One is led to suspect that Jeff has some subterranean feelings for his sister that he's redirecting in his otherwise unmotivated matchmaking frenzy.  Not surprisingly, the script doesn't delve that deeply. In another plotline, Lana and her regular boyfriend Whitney quarrel, and Lex advises Clark to take advantage and move in.  Self-sacrificing Clark naturally wants nothing more than Lana's happiness and even facillitates a reunion between Lana and her current beau.

The oddly titled episode "Hug" actually deals with not one but two meteor-freaks who can exert temporary hypnotic control upon their victims through the medium of a handshake.  A backstory reveals that the two men, Kyle Tippet and Bob Rickman, were salesmen who learned that meteor-power gave them irresistible power when "pressing the flesh."  But while Rickman continued to use the power to evil ends, Tippet became disgusted and took refuge as a hermit in a forest neighboring Smallville.  Rickman comes to town to persuade Jonathan Kent to sell his farm, which he does, thanks to a "handshake deal."  Rickman then butts heads with both Clark and his old buddy Tippett.  Rickman sends various catspaws against Tippett, and when Clark becomes a nuisance, Rickman mesmerizes Lex and sends him to kill Clark, yet another in-joke reference to the future "friends who become enemies" trope.  In this episode Clark learns for the first time that he's bulletproof, and Lex clearly witnesses the phenonomenon, but the latter forgets what he's seen when he emerges from the hypnotic haze.  Knowing Rickman for a murderer, Tippett forces the villain to kill himself.  However, because he's also witnessed Clark's powers-- one of the first characters to do so and survive-- he swears to use his power for good in future.
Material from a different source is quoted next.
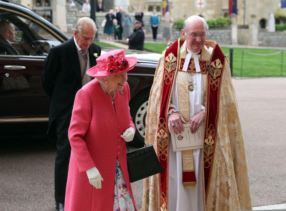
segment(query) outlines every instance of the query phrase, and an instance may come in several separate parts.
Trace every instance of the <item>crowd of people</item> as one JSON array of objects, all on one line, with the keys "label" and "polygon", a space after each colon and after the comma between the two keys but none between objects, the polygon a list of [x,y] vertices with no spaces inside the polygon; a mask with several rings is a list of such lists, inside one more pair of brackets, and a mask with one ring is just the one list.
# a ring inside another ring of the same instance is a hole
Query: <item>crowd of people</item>
[{"label": "crowd of people", "polygon": [[[99,0],[96,5],[97,12],[102,12],[104,9],[102,0]],[[88,0],[86,0],[83,5],[81,10],[84,13],[90,13],[90,4]],[[170,13],[167,12],[160,20],[157,13],[156,10],[153,10],[153,14],[150,17],[150,25],[153,34],[153,40],[154,41],[157,40],[158,28],[161,21],[163,26],[162,37],[166,39],[166,43],[169,43],[172,37],[173,19],[170,16]],[[142,11],[141,7],[138,6],[134,17],[135,21],[133,21],[132,18],[127,10],[124,9],[122,7],[115,7],[114,10],[112,9],[109,10],[105,16],[106,19],[104,20],[102,24],[102,26],[104,28],[104,33],[108,39],[113,39],[113,37],[114,36],[115,40],[121,40],[124,39],[128,42],[128,40],[130,40],[130,38],[131,40],[132,39],[132,38],[135,35],[134,34],[139,33],[141,38],[139,39],[140,40],[139,42],[140,44],[139,45],[141,45],[141,40],[143,40],[144,42],[143,36],[141,31],[144,32],[144,30],[142,28],[139,30],[140,33],[136,32],[138,31],[139,29],[144,26],[143,20],[144,16],[144,13]],[[135,25],[135,21],[137,23],[139,21],[142,23],[142,25],[140,27],[138,26],[136,27]],[[132,32],[133,26],[134,28],[133,31]],[[130,36],[132,34],[133,34]],[[138,39],[138,37],[137,38]],[[140,47],[137,48],[138,48],[141,49]]]},{"label": "crowd of people", "polygon": [[[115,38],[125,38],[130,49],[143,50],[143,16],[138,7],[130,33],[132,21],[127,11],[111,10],[104,33],[109,39],[113,34]],[[164,37],[169,41],[173,22],[170,13],[161,21]],[[156,40],[160,23],[156,10],[150,21]],[[145,141],[153,145],[163,172],[144,179],[144,211],[252,209],[229,66],[216,43],[206,41],[208,29],[203,18],[189,17],[182,37],[158,61]],[[100,46],[92,42],[97,30],[93,20],[80,19],[74,36],[52,48],[45,60],[41,82],[51,100],[48,137],[56,140],[57,209],[136,210],[125,142],[132,141],[136,133],[127,73],[137,59],[125,57],[122,49],[101,55]],[[209,67],[201,65],[205,62]],[[172,131],[181,134],[187,129],[183,124],[188,123],[193,134],[203,122],[203,148],[172,150]]]}]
"Leech" sounds like it ought to be a story about some version of Superman's foe the Parasite.  Instead, it's a power-transfer story.  Eric, bullied by both his peers and his overbearing teacher-father, falls prey to a lightning-strike while holding a chunk of kryptonite: Clark tries to save Eric and gets zapped as well.  Clark becomes entirely mortal while Eric begins developing super-powers.  Clark, though taken aback at the limitations of mortality, nevertheless welcomes the idea of no longer being inhuman, and even Lana comments that he no longer seems to carry the weight of the world on his shoulders.  In addition, Lex, who has continued to believe that Clark's not entirely normal, confronts him.  Following the example of many classic Superman comics-stories, Clark is able to show Lex that he's as mortal as anyone in this depowered state, thus temporarily throwing Lex off the trail.  Predictably, Eric begins to use his abilities openly, and becomes drunk with power(s).  In another trope dear to the comic books, Clark finds that he can now handle kryptonite with impunity, though it's fortunate he isn't exposed to the mineral long enough to transform, as do most Earthpeople, into some sort of freakazoid.  Another exposure of lightning and electricity reverses the transfer.  However, Eric returns in a 2004 episode, where he does assume something of the role of a Parasite-style figure.  In a conclusion of the Victoria B-story, Lex cleverly takes advantage a plot laid against him by the woman and her father.  The result is that the two of them are set up for a hostile takeover of their company.  That company happens to be named "Cadmus Labs"-- a tip of the hat to the "Project Cadmus" of Jack Kirby's JIMMY OLSEN comics.  As with the Kirby creation, these labs too will be a key factor in spawning monstrous foes for this series' protagonists.